SQL Statement is as follows:

SELECT ST.STUD_Student_ID , ST.STUD_Surname_S02 , ST.STUD_Forname_1_S03, se.STEN_Student_ID, se.STEN_Prog_code FROM STUDstudent AS ST, STENenrols AS se, st INNER JOIN se ON st.stud_student_id=se.sten_student_id WHERE se.sten_expctd_end_date__q17 > #" & Date & "# and se.sten_actual_end_date__q18 IS null

Database Structure
Table STENenrols
	STEN_Student_ID	Key field
STEN_College_Year
	STEN_Prog_Code
	STEN_Type_Of_Record
	STEN_Actual_End_Date__Q18
	STEN_Expctd_End_Date__Q17
	STEN_Completion_Stat_Q19

Table STUDstudent
	STUD_Student_ID	key field
	STUD_College_Year
	STUD_Surname_s02
	STUD_Forename_1_s03
	STUD_Primary_Programme

Is there some thing I have overlooked with regard to differences between ACCESS and MS SQL Server?
 :Confused:

----------


## skhanal

Your join statement needs to be changed, try this


SELECT ST.STUD_Student_ID , ST.STUD_Surname_S02 , ST.STUD_Forname_1_S03, se.STEN_Student_ID, se.STEN_Prog_code FROM STUDstudent AS ST
INNER JOIN STENenrols AS se
ON st.stud_student_id=se.sten_student_id WHERE se.sten_expctd_end_date__q17 >  getdate() and se.sten_actual_end_date__q18 IS null


If you are trying to get current date, use getdate() function instead of Date.

----------


## dougb

I have just tried your suggested code and got the same error again. The date part when tried on the access database fails when reverted to my original bit of code for date the select statement works fine on access but not the SQL server :Confused:  
Just to rule out the date I have now entered a fixed date yet again this works fine with the access database but not the SQL server.

----------


## skhanal

Can you run the SELECT statement in Query Analyzer.

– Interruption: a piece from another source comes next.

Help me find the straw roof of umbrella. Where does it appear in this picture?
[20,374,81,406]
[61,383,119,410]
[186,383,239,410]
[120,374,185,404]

I don't see anything wrong with the SQL Statement.

Are you using ODBC to make a connection? Your version of ODBC may not support ANSI join syntax, try this one if you have to use ODBC



SELECT ST.STUD_Student_ID , ST.STUD_Surname_S02 , ST.STUD_Forname_1_S03, se.STEN_Student_ID, se.STEN_Prog_code FROM STUDstudent AS ST, STENenrols AS se
WHERE 
st.stud_student_id=se.sten_student_id and se.sten_expctd_end_date__q17 > getdate() and se.sten_actual_end_date__q18 IS null

----------


## dougb

To answer your question yes I am using ODBC to talk to the SQL database server.
Did a bit more research yesterday and found some information on Microsoft site (Knowledge base article 154825) that suggested using the following code to force the ODBC to use local cursors not server cursors and all appears to be working fine for me now. :Big Grin:  

Thank you for your guidance.  :Cool: 

The following line was added in to my VB code
rdoEnvironments(0).CursorDriver = rdUseOdbc

----------


## DriverToBiker

rdoEnvironments(0).CursorDriver = rdUseOdbc

    Set Env1 = rdoEngine.rdoEnvironments(0)
    Set CN = Env1.OpenConnection(odbcBud, rdDriverNoPrompt, False, sCon)
   CN.QueryTimeout = 0

     SQL1 = "SELECT * " & _
                "FROM BorramePresupuesto " & _
                "WHERE (len(CENTRAB)>16 or len(DEPTO)>16 or len(MONEDA)>1 or len(CVE_EGRESO)>1 or " & _
                      "len(TIPOREC)>2 or len(RENGLON)>3 or len(TIPO_PPTO)>1 or len(CVE_GASTO)>1 or " & _
                      "len(PROYECTO)>10 or len(OBRA)>11 or len(SUBDIR)>4 or len(PIN_PEF)>24 or len(CONOR)> 6) "


    Set Rset1 = cn.OpenResultset(SQL1, rdOpenKeyset, rdConcurReadOnly, rdExecDirect)

    If Rset1.RowCount > 0 Then





> To answer your question yes I am using ODBC to talk to the SQL database server.
> Did a bit more research yesterday and found some information on Microsoft site (Knowledge base article 154825) that suggested using the following code to force the ODBC to use local cursors not server cursors and all appears to be working fine for me now. 
> 
> Thank you for your guidance. 
> 
> The following line was added in to my VB code
> rdoEnvironments(0).CursorDriver = rdUseOdbc

----------